Comparison of calculation speed for recurrence plots/ recurrence quantification analysis for MATLAB, R, Python, and Julia
Measuring the calculation time for creating a recurrence plot (RP) and calculation of the standard recurrence quantification measures for the Rössler system with the standard parameters (a = 0.25, b = 0.25, and c = 4) and a sampling time of Δt = 0.05. The RPs were calculated using Euclidean norm and a threshold of ε = 1.2.

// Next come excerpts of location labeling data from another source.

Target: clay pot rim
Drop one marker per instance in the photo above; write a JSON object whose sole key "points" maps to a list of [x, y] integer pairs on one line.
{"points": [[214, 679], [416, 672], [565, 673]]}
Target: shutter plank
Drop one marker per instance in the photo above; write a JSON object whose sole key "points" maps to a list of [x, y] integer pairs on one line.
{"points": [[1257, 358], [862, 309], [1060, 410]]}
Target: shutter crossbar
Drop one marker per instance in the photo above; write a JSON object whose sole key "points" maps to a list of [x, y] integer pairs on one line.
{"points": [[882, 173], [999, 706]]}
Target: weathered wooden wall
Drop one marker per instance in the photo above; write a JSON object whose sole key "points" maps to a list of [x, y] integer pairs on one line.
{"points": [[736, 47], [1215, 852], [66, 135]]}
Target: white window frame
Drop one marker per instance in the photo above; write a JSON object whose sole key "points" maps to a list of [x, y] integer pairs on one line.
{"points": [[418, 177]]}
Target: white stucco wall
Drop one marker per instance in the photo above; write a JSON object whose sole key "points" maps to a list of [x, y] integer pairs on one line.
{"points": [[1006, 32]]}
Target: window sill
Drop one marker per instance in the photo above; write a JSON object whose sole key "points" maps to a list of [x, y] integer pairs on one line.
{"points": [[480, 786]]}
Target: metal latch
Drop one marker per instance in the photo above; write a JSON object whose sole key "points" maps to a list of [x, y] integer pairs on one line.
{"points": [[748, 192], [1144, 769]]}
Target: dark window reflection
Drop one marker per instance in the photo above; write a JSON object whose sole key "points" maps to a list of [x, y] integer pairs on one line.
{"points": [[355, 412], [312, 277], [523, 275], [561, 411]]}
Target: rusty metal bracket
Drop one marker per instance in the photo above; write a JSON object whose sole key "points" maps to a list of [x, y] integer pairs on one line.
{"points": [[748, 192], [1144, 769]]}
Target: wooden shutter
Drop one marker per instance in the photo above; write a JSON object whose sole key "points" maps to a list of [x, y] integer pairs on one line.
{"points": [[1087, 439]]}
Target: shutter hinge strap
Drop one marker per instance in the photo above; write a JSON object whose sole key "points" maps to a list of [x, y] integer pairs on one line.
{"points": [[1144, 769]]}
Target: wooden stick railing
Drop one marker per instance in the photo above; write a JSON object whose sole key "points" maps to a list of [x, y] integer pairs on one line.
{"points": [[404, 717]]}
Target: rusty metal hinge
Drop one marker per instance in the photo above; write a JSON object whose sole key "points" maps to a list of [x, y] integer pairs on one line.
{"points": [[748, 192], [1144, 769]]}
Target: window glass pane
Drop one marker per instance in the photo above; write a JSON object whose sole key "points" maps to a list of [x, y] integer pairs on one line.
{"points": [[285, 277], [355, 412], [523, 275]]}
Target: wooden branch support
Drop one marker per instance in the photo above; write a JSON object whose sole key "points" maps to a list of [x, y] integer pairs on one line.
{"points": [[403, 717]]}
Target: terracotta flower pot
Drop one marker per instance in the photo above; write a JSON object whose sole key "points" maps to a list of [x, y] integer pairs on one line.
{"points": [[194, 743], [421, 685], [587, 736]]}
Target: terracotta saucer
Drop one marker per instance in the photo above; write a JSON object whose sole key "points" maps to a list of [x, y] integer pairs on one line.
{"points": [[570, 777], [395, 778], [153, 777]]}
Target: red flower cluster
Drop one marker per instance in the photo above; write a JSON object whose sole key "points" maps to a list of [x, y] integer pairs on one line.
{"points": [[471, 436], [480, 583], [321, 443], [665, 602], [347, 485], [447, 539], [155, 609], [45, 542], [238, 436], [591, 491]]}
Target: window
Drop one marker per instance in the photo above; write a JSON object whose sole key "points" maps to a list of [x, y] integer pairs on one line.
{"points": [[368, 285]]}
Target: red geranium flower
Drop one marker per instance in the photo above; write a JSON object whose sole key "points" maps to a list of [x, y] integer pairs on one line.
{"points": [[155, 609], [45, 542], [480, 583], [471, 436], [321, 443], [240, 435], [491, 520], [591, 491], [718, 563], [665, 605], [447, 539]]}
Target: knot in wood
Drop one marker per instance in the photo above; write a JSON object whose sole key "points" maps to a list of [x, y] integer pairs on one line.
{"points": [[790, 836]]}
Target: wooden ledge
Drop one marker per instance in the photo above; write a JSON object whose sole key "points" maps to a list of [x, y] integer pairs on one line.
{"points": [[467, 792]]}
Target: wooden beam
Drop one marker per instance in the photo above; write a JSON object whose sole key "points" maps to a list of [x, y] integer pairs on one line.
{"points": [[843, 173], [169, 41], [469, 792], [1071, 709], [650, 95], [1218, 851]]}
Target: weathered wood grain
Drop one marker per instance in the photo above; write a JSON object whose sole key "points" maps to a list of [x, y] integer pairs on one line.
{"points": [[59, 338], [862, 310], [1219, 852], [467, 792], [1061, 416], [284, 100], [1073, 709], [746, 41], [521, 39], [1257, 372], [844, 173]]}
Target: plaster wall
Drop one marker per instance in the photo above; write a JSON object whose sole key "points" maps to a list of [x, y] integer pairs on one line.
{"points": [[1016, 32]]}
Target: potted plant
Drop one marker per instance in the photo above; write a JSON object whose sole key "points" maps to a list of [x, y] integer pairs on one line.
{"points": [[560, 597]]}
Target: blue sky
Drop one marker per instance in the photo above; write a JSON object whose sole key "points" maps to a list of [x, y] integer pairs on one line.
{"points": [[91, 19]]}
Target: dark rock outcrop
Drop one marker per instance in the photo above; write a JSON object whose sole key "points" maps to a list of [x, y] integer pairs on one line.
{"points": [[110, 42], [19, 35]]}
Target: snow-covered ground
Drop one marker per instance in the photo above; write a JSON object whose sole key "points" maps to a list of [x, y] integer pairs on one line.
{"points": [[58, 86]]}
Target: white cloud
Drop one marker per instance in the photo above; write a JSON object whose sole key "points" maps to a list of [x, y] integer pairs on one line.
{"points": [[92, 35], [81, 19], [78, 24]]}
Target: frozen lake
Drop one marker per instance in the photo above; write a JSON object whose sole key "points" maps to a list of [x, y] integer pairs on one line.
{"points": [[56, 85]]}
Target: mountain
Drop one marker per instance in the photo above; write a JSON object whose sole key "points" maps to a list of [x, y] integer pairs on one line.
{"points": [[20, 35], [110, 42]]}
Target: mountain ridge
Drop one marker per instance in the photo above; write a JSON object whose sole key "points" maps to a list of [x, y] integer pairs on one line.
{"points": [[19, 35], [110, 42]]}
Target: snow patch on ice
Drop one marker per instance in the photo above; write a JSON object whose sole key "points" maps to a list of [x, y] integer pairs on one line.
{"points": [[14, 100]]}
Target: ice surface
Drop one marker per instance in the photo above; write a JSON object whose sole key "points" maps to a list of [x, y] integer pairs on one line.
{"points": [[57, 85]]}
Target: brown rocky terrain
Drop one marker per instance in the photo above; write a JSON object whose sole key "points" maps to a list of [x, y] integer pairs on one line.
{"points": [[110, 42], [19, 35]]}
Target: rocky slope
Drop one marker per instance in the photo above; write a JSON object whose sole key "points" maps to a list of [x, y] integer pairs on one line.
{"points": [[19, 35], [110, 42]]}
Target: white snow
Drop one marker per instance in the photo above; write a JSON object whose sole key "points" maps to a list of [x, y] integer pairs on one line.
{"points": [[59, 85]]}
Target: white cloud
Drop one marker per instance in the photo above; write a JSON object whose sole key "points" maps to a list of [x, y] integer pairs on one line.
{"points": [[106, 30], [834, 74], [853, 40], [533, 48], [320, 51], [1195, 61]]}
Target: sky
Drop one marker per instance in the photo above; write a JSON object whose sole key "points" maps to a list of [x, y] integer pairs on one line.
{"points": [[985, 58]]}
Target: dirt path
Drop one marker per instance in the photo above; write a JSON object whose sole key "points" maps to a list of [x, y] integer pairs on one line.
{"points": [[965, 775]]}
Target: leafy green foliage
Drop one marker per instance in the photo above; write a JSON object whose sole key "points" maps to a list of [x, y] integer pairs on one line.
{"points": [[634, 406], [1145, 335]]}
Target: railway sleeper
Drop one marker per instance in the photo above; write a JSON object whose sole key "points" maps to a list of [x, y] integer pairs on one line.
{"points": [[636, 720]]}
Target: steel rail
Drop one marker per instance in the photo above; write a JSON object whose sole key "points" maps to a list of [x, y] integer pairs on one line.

Only the x-component of the Rössler system is used, after removing the first 1,000 points as transients. A simple time delay embedding with m = 3 and τ = 6 is applied. The RP and RQA calculations are implemented for MATLAB, R, Julia, and Python using the following packages/ tools
Software | Package/ URL |
---|---|
MATLAB | simple rp.m v1.2 code https://github.com/pucicu/rp |
R | crqa v2.0.2 https://github.com/morenococo/crqa |
Julia | DynamicalSystems.jl v1.4.0 https://juliadynamics.github.io/DynamicalSystems.jl/dev/ |
Python | simple RP and RQA implementation (included) |
Python | pyunicorn v0.6.1 https://pypi.org/project/pyunicorn/ |
Python | PyRQA v8.0.0 https://pypi.org/project/PyRQA/ |
The CRP Toolbox for MATLAB is not used, because the implementation is interwoven with a graphical user interface and, thus, the new rendering engine of MATLAB is strongly interfering and slowering the calculations since its introduction in 2014 (see https://tocsy.pik-potsdam.de/CRPtoolbox/).
Software | Requirements |
---|---|
MATLAB | install the code from https://github.com/pucicu/rp as a subfolder rp |
R | packages nonlinearTseries , crqa , abind , tictoc |
Julia | packages OrdinaryDiffEq , DelayEmbeddings , DynamicalSystems , DelimitedFiles |
Python | packages PyRQA , pyunicorn , numpy , scipy |
The recurrence analysis is performed on the time series obtained from the Rössler system with growing length, starting with N = 200, increasing in steps to provide equidistant points along the x-axis in a log-log plot. The increase of length will be stopped when the calculation time exceeds 30 sec. For each selected length, the calculation time is measured 10 times and then averaged.
Not for all implementations all RQA measures are available (e.g., for simple Python code). The calculation of network measures were disabled in all code.
The results presented here are from calculations performed on a 2.3 GHz Quad-Core Intel Core i7 with 16GB RAM, except the calculations using the PyRQA package, which were performed on a Nvidia GPU Tesla V100 with OpenCL 1.2. For crqa (R) and PyRQA the calculation cannot be separated into RP and RQA calculations, therefore, both appear only in the figure on the total computation time.